Hong Kong number one Annie Au Wing-chi played down her plunge in the world rankings, saying she believed she had every quality to haul herself back into the world's top 10.
Just a year ago, Au reached a career high of sixth in the elite rankings, but she was 14th when the latest list was released this week.
"I have never doubted my skills and quality," said the 23-year-old. "Nowadays it is highly competitive in the top rankings, and if you fail in one or two major events, your ranking drops quickly. Only the top four are comparatively stable and the remaining players are always moving in and out of the top 10."

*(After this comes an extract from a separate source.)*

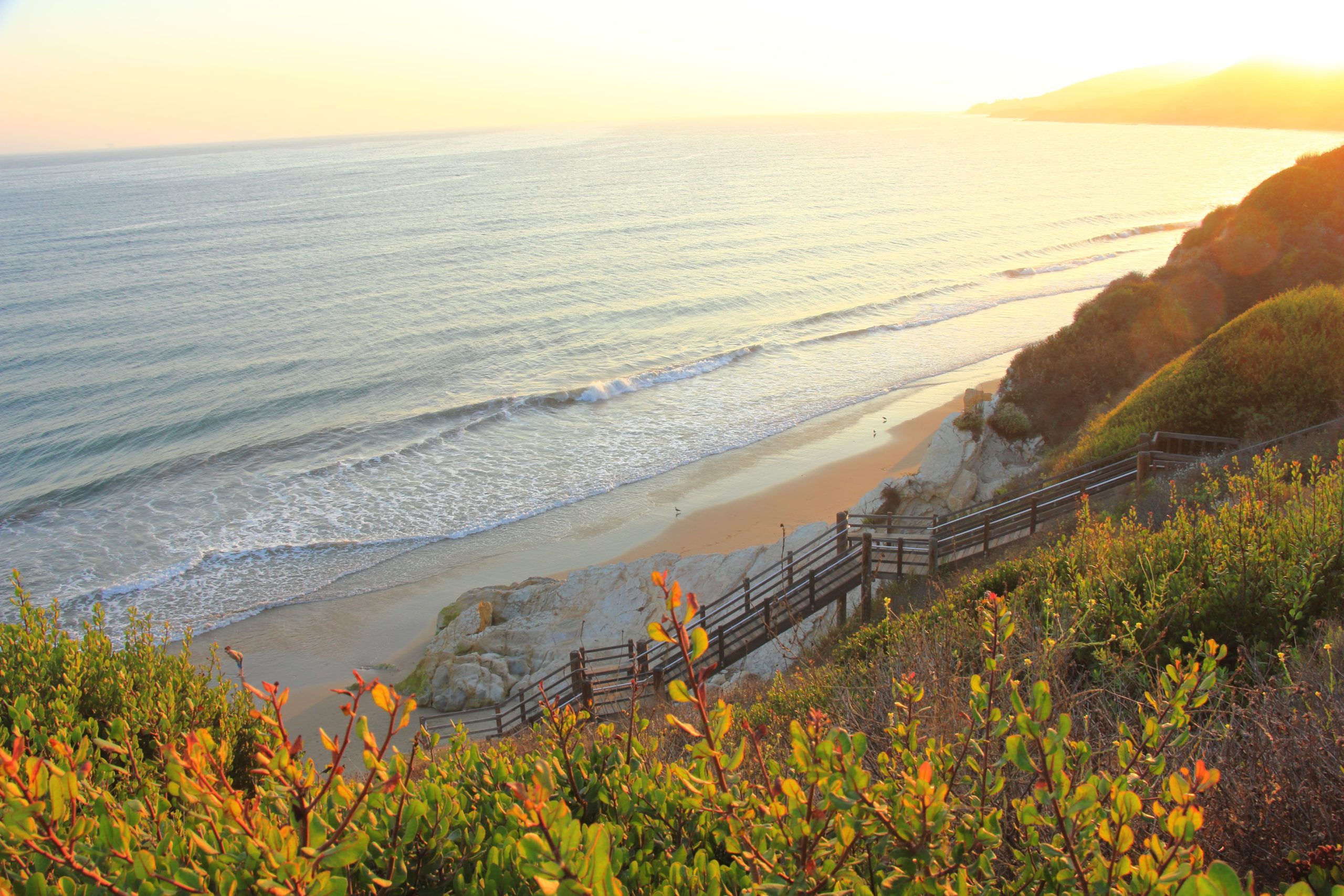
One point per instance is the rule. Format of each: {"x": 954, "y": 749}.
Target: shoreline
{"x": 811, "y": 496}
{"x": 733, "y": 500}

She cited Egyptian player Omneya Abdel Kawy, who was the world number four two years ago, but is now just one place ahead of Au.
Au became the first home player to reach the semi-finals at the 2011 Hong Kong Open and finished runner-up as a non-seed in the Kuala Lumpur Open in the first half of 2012. But since then, she has struggled to play to her seeding, only reaching the second round of the Australian Open, and losing in the first round of the US Open and also the 2012 Hong Kong Open.
Au won the Asian championship title last month, although, as a regional tournament, it does not count for world ranking points. However, in the British Open, also last month, she was eliminated by Joelle King of New Zealand in the second round.
Au said she did not expect to return to the top 10 in the immediate future as she would be playing few ranking tournaments this year. She has set her sights on the East Asian Games in Tianjin in October as the defending singles and team champion. "The EAG will clash with two top tournaments in the United States, which means I have less chance to grab ranking points," she said.
Au will be defending her Crocodile Hong Kong Championships title, along with men's title holder Max Lee Ho-yin, at the Squash Centre later this month. Top finishers will be given wild-card entries to the annual Hong Kong Open, a platinum event on the world circuit.